Which? has called on the government to annually review the cost of energy and climate change policies on consumers’ bills.

The consumer watchdog argues that, because the policies raise funds through levies on energy bills, they should be treated as taxes and therefore be subject to review by the National Audit Office.

Richard Lloyd executive director for Which? explained: “The reality is that consumers are essentially being taxed, through their energy bills, to pay for the upgrade of our energy infrastructure.

“People will not feel confident that they are getting a fair deal unless the government, along with industry and regulators, ensure these costs are open, transparent and subject to robust scrutiny like any other form of taxation.

He continued: “The National Audit Office has a key role to play here, building on the useful work it has already started we'd like to see them apply the same sort of rigour to all policy costs, as soon as is practically possible, to ensure ministers are accountable for securing the best value for consumers at all times.”

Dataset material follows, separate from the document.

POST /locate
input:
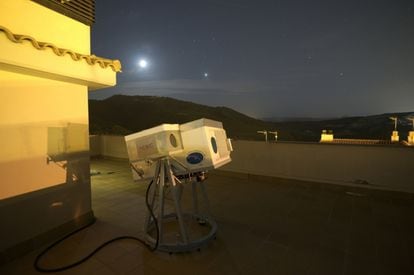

According to the latest figures released by the Department of Energy and Climate Change (DECC), energy and climate change policies are estimated to represent 5% of the average household gas bill, 14% of an average electricity bill and 9% of an average household dual fuel bill in 2013. The department predicts that household gas and electricity prices are estimated to rise by around 12% and 30% in real terms over the next seven years.

The government argues that, because of the spiralling cost of fossil fuels, its current energy policies will in fact save consumers money on their energy bills by 11% in 2020 and 3% in 2030 compared to future bills without policies.